Omdat we in Nederland de afgelopen 100 jaar maar twee echte rampen hebben meegemaakt (de Duitse bezetting en de watersnood ramp) voelen we ons genoodzaakt terug te vallen op de 2e wereldoorlog om het belang van burgerrechten aan elkaar uit te leggen. En dan vliegen de Godwin-beschuldingingen je om de oren. Voor de post-babyboom generatie is ‘de oorlog’ geschiedenis, een verhaal waar we over lezen maar niet helemaal echt. En dat iets wat daar maar een beetje op lijkt weer zou kunnen gebeuren is onvoorstelbaar en daarmee onbespreekbaar.

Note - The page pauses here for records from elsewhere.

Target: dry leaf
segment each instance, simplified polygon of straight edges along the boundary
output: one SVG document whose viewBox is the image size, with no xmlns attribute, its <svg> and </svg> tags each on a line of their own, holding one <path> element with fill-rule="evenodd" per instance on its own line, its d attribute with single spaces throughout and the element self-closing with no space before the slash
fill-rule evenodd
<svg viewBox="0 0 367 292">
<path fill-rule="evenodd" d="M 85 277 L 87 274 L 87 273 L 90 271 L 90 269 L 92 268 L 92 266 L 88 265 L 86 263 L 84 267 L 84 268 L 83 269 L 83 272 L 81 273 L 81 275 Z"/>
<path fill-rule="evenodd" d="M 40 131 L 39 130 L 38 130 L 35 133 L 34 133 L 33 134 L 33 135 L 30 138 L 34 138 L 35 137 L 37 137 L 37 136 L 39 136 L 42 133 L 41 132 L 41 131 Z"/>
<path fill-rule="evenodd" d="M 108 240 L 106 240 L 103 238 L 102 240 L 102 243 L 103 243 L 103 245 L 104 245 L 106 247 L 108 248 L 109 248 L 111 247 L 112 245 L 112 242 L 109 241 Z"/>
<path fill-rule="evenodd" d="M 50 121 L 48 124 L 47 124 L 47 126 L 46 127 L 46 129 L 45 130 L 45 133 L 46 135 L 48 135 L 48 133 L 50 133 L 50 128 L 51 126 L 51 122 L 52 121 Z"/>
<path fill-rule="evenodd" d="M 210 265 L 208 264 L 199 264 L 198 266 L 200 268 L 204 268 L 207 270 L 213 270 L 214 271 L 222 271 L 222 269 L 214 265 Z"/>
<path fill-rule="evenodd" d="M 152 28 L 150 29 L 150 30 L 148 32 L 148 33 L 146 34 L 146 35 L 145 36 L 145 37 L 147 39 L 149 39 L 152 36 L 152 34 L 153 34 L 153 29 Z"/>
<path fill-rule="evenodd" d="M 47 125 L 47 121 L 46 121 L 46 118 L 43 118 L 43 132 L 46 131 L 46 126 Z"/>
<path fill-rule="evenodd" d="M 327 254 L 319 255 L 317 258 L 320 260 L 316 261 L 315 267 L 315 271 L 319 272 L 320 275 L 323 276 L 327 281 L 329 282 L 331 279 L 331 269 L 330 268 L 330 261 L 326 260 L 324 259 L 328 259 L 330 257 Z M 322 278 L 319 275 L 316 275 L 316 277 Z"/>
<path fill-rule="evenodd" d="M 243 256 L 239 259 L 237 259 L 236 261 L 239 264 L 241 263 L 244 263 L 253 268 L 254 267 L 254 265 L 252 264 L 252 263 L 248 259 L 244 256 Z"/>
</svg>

Oma heeft dat probleem niet want zij heeft dat echt meegemaakt. Een echte oorlog. Waar de vorige overheid opeens vervangen werd door een nieuwe overheid die zeer voortvarend aan de slag ging met de data-verzamelingen die in de decennia daarvoor waren aangelegd (met name de accurate etnische registraties waren destijds ontzettend handig). Een overheid die je buren op de trein naar Westerbork zet en een kennis doodschiet vanwege het bezit van een radio.

Tet de Boer - OlijEben Moglen deed de suggestie onze grootouders in te zetten bij het beantwoorden van de vraag waarom privacy en andere burgerrechten belangrijk zijn. Mensen die de gevolgen van een minder leuke overheid persoonlijk hebben meegemaakt zijn grotendeels vrijgesteld van Godwin-regels. Zij kunnen  met overtuiging en vanuit een persoonlijk (in plaats van abstract en historisch) perspectief vertellen. De gezondheid van mijn oma staat niet meer toe dat ze op allerlei zeepkisten gaat staan maar hopelijk zijn er hier en daar nog wat (over)grootouders te vinden die de facebookende en foursquarende jongere generaties van Nederland het waarom van privacy en andere burgerrechten kan uitleggen.

Aan het eind van zo’n uitleg drukt oma mij altijd op het hart: "ben je wel voorzichtig?!" Want je weet maar nooit wat je overkomt als je kritisch bent tegenover de overheid. Af en toe even luisteren naar oma, want zij weet waarom.